Ambassador of Ghana to Tanzania
- In office 1961–1963
- Preceded by: Office created
- Succeeded by: E. Kofi Sekyiamah

Ambassador of Ghana to China
- In office 1964 – 24 February 1966
- Preceded by: James Mercer
- Succeeded by: Bediako Poku

Personal details
- Born: Joe-Fio Neenyann Meyer June 17, 1918 Accra, British Gold Coast
- Died: 31 December 1999 (aged 81)

= Joe-Fio Neenyann Meyer =

Ghanaian diplomat and trade unionist

Joe-Fio Neenyann Meyer (born 17 June 1918) was a Ghanaian diplomat and trade unionist.

==Early years and education==
He was born in Accra, British Gold Coast. Joe-Fio had his early education at Accra Royal School from 1925 to 1928, he later proceeded to John Aglionby (bishop) Boys' School from 1929 to 1934 then the Accra Academy where he obtained his secondary education. He entered Tetteh's Business College and Scriba Commercial Institute, he obtained a group diploma in Secretaryship at the London School of Accountancy in 1955. He had an extra mural education at the University College of the Gold Coast then later studied at Ruskin College, Oxford, on ICFTU Scholarship which took him to the British TUC, the French Trade Union Headquarters, Force Ouvriere, Paris, and the Office of the Belgian Workers Movement Brussels, LC.

==Career==
He was first employed by the Société commerciale de l'Ouest africain (S.C.O.A.) Headquarters in Accra from 1937 to 1958.

He was Gold Coast's Ballroom dance Champion in 1942. He was a Red Cross member for life in 1944. In 1945, he received the Duke of Gloucester's Certificate for Red Cross War effort and also received General de Gaulle's word of thanks. He became President of the Bishop boys' Old Boys' association in 1945.

In 1951 he was elected General Secretary of the trade union of the Société commerciale de l'Ouest africain. From 1952 to 1954 he was a member of the Salary Board (Retail Trade Workers). He became a member of the Central Advisory Committee on health services from 1953 to 1956. He was also a member of the Local Employment Committee from 1954 to 1957.

In 1955 he was made Treasurer of the Ghana Education Workers Association.
The following year, he became a Fellow of the British Chamber of Commerce and also a member of the Industrial Welfare Society (London).
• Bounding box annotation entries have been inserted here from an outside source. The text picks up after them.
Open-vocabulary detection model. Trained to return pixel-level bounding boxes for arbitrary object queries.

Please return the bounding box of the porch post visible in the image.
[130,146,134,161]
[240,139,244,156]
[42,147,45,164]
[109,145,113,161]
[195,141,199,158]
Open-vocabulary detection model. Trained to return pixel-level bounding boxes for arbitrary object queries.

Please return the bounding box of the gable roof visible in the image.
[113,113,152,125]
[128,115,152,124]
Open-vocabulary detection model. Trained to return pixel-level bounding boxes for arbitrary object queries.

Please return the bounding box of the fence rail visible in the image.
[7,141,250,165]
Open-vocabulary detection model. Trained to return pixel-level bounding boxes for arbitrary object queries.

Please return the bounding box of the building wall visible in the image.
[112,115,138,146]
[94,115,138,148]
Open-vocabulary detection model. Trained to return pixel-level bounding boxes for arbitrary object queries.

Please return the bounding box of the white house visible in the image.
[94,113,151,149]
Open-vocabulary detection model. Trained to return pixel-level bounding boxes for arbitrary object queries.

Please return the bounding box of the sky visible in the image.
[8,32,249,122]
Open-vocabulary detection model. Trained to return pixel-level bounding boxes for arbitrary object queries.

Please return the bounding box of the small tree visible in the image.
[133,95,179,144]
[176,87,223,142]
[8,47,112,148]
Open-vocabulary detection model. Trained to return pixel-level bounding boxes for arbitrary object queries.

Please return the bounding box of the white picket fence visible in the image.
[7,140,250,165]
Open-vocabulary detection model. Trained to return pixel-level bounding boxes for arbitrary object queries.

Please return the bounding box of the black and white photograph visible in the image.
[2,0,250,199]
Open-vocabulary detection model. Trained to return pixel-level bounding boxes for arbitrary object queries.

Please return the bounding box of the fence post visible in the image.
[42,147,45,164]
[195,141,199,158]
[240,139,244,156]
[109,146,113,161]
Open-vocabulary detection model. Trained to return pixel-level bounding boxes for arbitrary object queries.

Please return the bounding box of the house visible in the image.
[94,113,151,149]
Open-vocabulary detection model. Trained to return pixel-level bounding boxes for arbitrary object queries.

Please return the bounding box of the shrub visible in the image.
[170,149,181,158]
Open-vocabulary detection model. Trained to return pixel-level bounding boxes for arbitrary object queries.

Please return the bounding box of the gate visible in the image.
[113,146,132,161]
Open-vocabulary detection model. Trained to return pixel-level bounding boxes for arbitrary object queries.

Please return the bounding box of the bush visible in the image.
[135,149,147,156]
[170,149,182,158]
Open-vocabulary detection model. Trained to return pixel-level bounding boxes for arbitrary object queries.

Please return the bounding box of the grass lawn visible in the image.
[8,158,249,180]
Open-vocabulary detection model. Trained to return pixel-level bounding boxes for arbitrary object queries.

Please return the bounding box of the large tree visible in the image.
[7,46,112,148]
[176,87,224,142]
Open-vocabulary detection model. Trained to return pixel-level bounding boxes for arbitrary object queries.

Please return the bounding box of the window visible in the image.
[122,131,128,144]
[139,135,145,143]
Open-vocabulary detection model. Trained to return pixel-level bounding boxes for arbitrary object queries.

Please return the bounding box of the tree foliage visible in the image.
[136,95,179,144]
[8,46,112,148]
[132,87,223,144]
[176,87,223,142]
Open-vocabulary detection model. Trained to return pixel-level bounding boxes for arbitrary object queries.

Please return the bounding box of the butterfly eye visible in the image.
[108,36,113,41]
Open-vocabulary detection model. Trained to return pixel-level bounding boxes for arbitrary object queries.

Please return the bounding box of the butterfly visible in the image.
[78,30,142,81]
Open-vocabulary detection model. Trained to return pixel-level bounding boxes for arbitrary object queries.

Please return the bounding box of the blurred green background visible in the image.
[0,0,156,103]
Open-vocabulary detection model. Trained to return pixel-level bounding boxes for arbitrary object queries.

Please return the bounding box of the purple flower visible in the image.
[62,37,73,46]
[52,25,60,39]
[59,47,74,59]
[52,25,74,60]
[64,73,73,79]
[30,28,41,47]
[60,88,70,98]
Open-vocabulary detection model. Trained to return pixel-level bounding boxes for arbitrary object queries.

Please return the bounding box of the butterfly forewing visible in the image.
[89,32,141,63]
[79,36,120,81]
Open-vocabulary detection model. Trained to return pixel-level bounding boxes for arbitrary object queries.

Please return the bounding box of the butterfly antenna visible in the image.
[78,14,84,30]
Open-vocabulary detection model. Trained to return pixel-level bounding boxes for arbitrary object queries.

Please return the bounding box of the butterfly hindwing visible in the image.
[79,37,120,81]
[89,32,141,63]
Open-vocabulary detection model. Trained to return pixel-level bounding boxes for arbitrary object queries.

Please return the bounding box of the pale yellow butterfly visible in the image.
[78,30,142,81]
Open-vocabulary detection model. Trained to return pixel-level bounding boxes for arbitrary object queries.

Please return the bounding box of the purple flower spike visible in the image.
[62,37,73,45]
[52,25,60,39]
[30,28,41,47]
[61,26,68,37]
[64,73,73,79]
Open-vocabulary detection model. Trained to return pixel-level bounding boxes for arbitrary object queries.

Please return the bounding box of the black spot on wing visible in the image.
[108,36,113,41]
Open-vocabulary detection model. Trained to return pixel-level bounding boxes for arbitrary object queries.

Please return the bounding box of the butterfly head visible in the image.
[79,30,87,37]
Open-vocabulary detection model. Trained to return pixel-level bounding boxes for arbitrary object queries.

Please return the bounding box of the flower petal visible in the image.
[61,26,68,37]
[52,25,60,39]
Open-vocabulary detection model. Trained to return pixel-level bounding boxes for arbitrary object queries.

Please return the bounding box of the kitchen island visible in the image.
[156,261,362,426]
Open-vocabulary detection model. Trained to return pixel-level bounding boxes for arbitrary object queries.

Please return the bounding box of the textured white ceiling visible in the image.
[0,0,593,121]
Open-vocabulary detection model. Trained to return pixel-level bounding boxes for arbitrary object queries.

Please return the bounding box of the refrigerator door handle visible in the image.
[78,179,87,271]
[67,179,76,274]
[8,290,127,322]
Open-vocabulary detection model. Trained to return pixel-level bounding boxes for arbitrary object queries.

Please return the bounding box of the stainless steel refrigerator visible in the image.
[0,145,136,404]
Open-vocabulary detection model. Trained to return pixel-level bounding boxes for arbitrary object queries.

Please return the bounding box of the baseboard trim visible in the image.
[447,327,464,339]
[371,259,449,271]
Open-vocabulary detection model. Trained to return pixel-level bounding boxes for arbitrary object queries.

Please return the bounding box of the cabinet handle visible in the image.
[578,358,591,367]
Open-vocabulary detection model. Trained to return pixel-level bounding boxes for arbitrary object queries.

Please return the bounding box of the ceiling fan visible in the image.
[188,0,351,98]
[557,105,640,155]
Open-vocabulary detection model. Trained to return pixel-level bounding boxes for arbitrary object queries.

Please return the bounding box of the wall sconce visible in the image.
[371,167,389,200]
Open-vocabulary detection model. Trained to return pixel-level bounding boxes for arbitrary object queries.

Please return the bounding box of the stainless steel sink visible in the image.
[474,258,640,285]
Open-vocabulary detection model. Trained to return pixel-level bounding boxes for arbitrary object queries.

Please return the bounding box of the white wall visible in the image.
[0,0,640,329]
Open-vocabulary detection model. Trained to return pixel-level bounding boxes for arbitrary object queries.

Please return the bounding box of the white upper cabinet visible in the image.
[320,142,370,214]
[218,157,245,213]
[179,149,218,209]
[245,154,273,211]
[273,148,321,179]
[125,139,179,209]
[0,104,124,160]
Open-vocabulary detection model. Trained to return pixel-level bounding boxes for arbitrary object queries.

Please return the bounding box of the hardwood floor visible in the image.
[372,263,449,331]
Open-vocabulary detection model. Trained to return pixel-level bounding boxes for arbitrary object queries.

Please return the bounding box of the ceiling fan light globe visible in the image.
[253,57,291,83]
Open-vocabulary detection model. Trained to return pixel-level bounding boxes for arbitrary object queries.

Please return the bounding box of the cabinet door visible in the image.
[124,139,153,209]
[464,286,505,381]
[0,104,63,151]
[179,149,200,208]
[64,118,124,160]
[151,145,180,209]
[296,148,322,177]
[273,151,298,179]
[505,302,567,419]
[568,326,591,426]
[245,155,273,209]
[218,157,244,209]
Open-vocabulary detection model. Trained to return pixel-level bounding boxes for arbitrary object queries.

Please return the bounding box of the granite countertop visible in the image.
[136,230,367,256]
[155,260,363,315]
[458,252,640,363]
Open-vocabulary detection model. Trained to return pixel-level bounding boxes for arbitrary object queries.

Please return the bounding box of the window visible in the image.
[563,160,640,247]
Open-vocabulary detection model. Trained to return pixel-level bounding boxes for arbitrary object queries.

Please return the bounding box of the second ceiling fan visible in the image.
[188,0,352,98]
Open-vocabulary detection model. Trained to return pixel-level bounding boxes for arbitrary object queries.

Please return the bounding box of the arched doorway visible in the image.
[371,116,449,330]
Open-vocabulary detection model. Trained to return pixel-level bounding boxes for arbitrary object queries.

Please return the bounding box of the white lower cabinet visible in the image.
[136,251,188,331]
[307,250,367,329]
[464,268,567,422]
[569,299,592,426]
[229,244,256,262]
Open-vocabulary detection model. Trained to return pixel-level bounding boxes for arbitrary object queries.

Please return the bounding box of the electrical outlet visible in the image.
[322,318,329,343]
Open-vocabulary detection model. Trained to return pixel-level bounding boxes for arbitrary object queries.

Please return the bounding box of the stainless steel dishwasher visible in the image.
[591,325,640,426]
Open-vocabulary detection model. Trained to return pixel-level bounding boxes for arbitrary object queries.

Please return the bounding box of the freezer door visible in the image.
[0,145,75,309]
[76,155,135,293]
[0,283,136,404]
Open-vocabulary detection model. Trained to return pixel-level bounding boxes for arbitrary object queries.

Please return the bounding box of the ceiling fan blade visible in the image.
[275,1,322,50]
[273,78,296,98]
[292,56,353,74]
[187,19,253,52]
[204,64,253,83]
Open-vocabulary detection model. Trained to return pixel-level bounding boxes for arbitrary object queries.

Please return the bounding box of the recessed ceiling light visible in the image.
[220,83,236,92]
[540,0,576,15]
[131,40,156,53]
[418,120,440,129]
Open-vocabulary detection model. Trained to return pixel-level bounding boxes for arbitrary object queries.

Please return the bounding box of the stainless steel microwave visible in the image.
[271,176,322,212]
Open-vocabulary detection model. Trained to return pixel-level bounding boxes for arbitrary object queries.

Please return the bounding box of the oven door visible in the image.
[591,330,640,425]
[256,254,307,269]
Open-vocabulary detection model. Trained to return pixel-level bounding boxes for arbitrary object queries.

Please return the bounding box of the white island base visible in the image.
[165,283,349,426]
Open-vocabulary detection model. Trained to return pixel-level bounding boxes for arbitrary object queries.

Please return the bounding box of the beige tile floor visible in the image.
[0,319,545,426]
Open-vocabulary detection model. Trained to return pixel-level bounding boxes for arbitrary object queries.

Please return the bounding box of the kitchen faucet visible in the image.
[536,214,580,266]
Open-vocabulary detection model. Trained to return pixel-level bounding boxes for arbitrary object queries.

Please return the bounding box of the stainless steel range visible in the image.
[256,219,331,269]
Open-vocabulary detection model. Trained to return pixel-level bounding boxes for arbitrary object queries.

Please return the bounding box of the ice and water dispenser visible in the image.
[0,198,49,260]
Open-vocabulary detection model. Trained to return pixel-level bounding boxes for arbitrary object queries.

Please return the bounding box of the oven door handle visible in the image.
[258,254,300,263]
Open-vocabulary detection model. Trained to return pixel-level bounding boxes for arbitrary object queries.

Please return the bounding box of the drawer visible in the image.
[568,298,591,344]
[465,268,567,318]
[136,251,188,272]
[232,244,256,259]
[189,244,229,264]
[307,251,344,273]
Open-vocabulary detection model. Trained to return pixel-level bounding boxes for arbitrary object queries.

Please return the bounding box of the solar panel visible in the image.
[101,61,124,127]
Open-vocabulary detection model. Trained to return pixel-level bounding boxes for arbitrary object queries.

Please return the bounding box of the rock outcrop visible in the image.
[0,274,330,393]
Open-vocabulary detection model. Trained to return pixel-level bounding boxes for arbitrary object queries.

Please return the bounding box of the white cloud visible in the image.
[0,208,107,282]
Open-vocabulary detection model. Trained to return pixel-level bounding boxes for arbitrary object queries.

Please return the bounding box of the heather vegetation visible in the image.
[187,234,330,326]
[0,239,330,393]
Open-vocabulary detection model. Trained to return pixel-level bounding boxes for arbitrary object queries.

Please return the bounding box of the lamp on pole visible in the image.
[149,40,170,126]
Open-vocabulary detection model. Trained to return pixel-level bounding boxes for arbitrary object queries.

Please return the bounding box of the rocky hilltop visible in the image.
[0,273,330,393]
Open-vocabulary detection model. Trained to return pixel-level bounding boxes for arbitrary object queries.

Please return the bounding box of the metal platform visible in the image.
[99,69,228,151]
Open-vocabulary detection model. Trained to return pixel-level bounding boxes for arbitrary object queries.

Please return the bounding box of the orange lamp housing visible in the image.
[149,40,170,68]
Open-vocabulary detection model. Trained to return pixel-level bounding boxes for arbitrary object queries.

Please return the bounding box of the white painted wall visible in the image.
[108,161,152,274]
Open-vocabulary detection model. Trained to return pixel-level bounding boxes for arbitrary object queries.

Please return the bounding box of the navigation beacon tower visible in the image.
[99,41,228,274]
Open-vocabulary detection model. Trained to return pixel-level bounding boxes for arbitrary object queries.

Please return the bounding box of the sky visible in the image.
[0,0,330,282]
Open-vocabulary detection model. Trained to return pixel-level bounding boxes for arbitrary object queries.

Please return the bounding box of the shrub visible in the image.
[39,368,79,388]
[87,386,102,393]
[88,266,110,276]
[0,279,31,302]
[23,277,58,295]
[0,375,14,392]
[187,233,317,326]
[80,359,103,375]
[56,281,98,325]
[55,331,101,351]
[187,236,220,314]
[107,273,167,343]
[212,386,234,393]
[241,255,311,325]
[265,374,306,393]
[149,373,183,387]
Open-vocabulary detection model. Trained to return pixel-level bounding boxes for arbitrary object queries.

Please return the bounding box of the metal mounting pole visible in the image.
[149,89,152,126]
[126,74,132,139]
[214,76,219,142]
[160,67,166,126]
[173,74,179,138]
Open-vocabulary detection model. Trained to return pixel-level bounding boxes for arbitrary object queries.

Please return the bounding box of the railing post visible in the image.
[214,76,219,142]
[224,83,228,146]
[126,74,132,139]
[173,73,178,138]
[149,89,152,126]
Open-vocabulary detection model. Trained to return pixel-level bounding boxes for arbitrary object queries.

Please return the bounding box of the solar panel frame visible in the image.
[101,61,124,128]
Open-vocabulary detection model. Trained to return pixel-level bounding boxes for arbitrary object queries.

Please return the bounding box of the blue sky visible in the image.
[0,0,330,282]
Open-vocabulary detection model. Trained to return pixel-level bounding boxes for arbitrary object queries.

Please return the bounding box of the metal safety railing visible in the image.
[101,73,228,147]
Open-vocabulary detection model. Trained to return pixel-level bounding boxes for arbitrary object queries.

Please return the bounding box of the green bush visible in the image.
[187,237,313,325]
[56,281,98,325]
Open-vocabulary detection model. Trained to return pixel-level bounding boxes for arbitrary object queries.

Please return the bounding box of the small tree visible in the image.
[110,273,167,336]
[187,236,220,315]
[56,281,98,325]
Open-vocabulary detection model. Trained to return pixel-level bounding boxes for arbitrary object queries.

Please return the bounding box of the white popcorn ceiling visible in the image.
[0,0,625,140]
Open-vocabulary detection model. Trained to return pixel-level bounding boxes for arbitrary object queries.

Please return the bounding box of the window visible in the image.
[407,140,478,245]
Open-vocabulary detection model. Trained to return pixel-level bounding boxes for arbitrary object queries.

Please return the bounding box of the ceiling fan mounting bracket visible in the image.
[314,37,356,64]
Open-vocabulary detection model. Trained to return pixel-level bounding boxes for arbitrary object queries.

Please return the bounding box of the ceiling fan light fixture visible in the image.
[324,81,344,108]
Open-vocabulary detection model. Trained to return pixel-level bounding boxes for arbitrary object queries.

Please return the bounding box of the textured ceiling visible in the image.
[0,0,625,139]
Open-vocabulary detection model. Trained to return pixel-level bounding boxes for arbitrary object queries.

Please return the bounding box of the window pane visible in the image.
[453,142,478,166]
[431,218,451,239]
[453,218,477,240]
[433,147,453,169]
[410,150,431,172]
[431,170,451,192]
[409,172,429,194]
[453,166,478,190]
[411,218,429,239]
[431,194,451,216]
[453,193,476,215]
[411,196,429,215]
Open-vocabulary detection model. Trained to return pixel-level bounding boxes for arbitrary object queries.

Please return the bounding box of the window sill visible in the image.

That same year, he was promoted to Assistant to the Technical Department Manager at S.C.O.A. after 20 years of meritorious service to the company.
At the 13th Annual Conference, in Sekondi-Takoradi he was elected President of the Ghana Trades Union Congress and also served as Director of Education.
He was an Affiliate Member of the Institute of Personnel Management (London).

In 1957 he was a member of the Advisiory Work Committee and also a member of the College of Technology Council.
That same year he was made the President of the Association of Students of the International Confederation of Free Trade Unions in Brussels.
He was a member of the seven men Management Committee of the Accra Municipality.
At the 40th International Labour Conference in 1957, he participated in a study tour of trade unions, the factories and office cooperatives in Belgium, France, the Netherlands, Portugal, Switzerland, Tunisia, United Kingdom and the Labor movement representing Ghana.
He also participated in the conference at: Commonwealth Trade Union Group in Geneva and the 5th Afro-Asian World Congress of the International Confederation of Free Trade Unions in Tunisia that same year.

In 1958 he was elected President of the executive board of the Ghana Trades Union Congress and appointed vice-president of the Builders Brigade Council with the rank of Lieutenant. He retired as Product Assistant/Technical Manager in that same year.

==Diplomatic duties==
In 1960 he was assigned to the Ministry of Foreign Affairs as the first labour attaché and was sent to Lagos, he was appointed Commissioner to Nairobi.

From 1961 to 1963 he was Ghana's High Commissioner to Tanzania at Dar es Salaam (then Tanganyika).

From 1964 to February 24, 1966, he was Ghana's ambassador to China at Beijing with accreditation to Pyongyang, (North Korea) and Hanoi, (North Vietnam).

He was responsible for the preparation of the state visit of Kwame Nkrumah to Hanoi, North Vietnam on 21 February 1966 to resolve the Vietnam War. It was during this period of Nkrumah's absence that a coup d'état was instigated on 24 February 1966 to overthrow him from power.